Think in terms of a phrase instead of a word. What are your favorite phrases? The boss always says “What is this? A holiday?” so perhaps Whatisthis?Aholiday?
Use your favorite songs. Like the “The Sound of Music”? Ok so probably nobody but me likes it, but you have still seen it and remember some of the songs. “Doe a dear a female dear, Ray a drop of golden sun” could be Dadafd1970Radogs! Or it might be doeadearaf@1965 or… several ways to play that, but try it! These can become fast and easy to remember.
Use famous quotes. 1945Neverevergiveup…. if you like Winston Churchill.
Keep in mind using special characters is always good, but length is the most important attribute. [ and ] are the two least used characters in passwords according to some research making them great to use. Give them a try along with the other assortment of less common special characters like {+^ etc. [Everythingisap!] would be take several trillion years to crack with current technology.

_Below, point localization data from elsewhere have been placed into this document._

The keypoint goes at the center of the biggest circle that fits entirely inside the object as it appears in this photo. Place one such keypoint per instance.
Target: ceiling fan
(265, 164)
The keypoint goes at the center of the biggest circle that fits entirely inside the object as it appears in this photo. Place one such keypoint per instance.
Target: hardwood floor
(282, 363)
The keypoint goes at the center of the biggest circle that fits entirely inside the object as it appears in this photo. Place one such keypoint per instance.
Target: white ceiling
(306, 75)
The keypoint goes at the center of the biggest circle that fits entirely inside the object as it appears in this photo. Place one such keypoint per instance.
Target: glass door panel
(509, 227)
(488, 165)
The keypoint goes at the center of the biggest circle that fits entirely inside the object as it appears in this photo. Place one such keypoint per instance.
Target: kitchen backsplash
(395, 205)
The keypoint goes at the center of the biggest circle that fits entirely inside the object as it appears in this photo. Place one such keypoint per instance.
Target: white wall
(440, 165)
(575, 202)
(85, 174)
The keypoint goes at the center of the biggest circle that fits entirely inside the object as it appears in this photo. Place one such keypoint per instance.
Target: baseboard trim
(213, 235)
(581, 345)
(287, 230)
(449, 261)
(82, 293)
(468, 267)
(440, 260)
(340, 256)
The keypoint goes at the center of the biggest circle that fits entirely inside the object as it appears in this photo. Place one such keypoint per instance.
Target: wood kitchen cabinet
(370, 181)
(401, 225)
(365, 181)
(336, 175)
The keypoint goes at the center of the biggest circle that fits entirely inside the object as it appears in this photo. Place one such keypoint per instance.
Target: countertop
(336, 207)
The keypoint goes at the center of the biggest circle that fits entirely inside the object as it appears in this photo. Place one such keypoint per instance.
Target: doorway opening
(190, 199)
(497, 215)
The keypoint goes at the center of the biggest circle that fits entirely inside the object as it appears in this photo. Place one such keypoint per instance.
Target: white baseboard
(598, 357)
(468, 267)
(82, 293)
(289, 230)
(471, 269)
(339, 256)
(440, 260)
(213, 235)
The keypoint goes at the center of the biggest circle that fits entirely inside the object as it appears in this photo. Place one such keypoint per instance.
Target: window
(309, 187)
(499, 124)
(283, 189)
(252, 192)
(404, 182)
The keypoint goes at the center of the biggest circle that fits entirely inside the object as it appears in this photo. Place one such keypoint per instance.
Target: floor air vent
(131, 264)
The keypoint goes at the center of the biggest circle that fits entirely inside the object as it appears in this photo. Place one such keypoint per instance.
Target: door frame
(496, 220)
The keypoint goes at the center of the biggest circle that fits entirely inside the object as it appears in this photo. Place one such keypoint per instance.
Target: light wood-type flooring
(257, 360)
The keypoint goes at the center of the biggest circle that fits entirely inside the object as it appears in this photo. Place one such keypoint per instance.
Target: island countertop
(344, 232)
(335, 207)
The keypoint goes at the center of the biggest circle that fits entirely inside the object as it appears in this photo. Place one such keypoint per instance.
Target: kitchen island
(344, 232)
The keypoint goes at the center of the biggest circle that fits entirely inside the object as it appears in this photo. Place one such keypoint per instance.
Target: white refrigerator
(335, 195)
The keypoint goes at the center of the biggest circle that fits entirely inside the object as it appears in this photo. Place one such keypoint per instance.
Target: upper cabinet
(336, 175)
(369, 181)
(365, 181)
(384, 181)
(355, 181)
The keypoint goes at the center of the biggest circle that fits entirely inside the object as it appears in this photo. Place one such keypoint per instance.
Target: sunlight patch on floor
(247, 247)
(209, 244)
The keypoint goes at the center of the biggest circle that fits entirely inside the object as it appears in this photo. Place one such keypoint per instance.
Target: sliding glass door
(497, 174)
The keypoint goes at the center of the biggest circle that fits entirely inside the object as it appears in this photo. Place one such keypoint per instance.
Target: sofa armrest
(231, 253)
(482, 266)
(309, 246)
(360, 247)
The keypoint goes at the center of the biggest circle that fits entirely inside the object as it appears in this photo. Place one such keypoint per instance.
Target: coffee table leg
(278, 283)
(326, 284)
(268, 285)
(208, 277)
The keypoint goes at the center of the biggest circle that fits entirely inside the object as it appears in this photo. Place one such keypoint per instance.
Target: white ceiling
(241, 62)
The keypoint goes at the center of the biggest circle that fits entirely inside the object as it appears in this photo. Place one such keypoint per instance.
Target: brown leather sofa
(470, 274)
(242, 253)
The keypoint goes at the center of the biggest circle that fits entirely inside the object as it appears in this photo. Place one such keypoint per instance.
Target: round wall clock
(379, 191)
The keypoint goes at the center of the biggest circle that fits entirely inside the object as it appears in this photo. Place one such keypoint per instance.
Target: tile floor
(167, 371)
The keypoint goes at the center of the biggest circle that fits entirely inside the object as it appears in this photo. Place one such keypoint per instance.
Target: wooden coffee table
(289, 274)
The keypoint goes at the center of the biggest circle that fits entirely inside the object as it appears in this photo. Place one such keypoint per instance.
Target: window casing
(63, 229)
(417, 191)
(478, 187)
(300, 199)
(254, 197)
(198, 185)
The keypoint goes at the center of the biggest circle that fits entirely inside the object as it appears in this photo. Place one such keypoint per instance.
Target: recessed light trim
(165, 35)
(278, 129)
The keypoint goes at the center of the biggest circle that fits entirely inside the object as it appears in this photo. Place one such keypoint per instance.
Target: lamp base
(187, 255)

Shift your methods. Having Mypassword2019 and updating it to Mypassword2020 is not a good plan. Hackers, particularly high-end nation-state hackers looking for the weak link can take your password from a previous breach, let’s say MyNetflixPassword2019 and see how MyMarriottPassword2020 works. There are even some new automated algorithms that can spot patterns and try variations automatically using AI/ML techniques. Soooo, use this as a chance to change up your methods.

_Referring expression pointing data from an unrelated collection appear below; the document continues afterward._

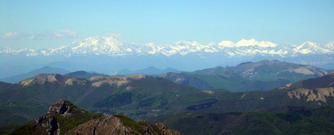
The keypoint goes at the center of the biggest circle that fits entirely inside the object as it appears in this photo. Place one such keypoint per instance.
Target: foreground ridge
(64, 118)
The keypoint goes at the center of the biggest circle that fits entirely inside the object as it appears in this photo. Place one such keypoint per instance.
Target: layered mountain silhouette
(65, 118)
(42, 70)
(144, 97)
(262, 75)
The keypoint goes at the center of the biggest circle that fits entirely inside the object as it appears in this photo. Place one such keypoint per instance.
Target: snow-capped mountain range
(112, 46)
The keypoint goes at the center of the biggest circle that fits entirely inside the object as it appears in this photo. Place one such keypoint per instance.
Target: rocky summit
(64, 118)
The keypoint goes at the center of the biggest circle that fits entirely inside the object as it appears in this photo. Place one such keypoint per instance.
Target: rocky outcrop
(65, 118)
(120, 125)
(106, 125)
(61, 107)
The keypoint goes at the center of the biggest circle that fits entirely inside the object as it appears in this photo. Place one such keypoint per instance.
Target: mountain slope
(147, 71)
(295, 120)
(43, 70)
(83, 74)
(262, 75)
(65, 118)
(142, 97)
(137, 95)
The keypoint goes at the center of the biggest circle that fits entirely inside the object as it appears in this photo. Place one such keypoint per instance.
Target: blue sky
(46, 23)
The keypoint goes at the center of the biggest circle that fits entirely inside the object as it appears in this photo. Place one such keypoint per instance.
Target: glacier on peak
(112, 46)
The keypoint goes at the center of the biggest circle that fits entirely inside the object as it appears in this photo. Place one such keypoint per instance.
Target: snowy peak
(310, 48)
(330, 46)
(110, 45)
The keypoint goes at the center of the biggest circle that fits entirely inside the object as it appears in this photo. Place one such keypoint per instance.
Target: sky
(47, 24)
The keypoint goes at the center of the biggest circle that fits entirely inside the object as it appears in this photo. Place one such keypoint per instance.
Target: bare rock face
(106, 125)
(165, 130)
(113, 125)
(61, 107)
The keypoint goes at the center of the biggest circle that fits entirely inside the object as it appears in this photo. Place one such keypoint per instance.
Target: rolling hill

Along with the things to do in making your passphrases here are some things NOT to do:
Don’t use keyboard patterns. Qwertyuiop is on the list of top 100 passwords and will be a standard in password cracking attack. 1q2w3e4r5t is not good either.
Don’t use extremely common phrases. Password12345 is good example. Iloveyoualways1 might be another. Forbes has a nice article here on the top 100 worst passwords for 2020.
Don’t use your name, your birthday, or our company name in your password.
Don’t use the same password for everything. In the modern world this is hard, when everything needs a password. Consider using more complex passwords for your higher risk activities like your company login and your bank accounts. If you use a very complex password but use the same one everywhere you greatly increase the possibility that it will be leaked in someone else’s breach. You don’t want your #CompanyHackedYesterday password to be the same as your bank account.
Think your account has never been seen on the dark web? Try entering your email here and see ’;-- have i been pwned?
Relating this to Defense Industrial Base (DIB) security challenges and compliance, perhaps it is time to relook your password policy. Compliance standards do mandate password expirations, but a shorter time does not improve your security. It can actually make things worse! Length is the best protection, so if you can, make them longer, and then consider increasing rather than decreasing how often your users have to change them.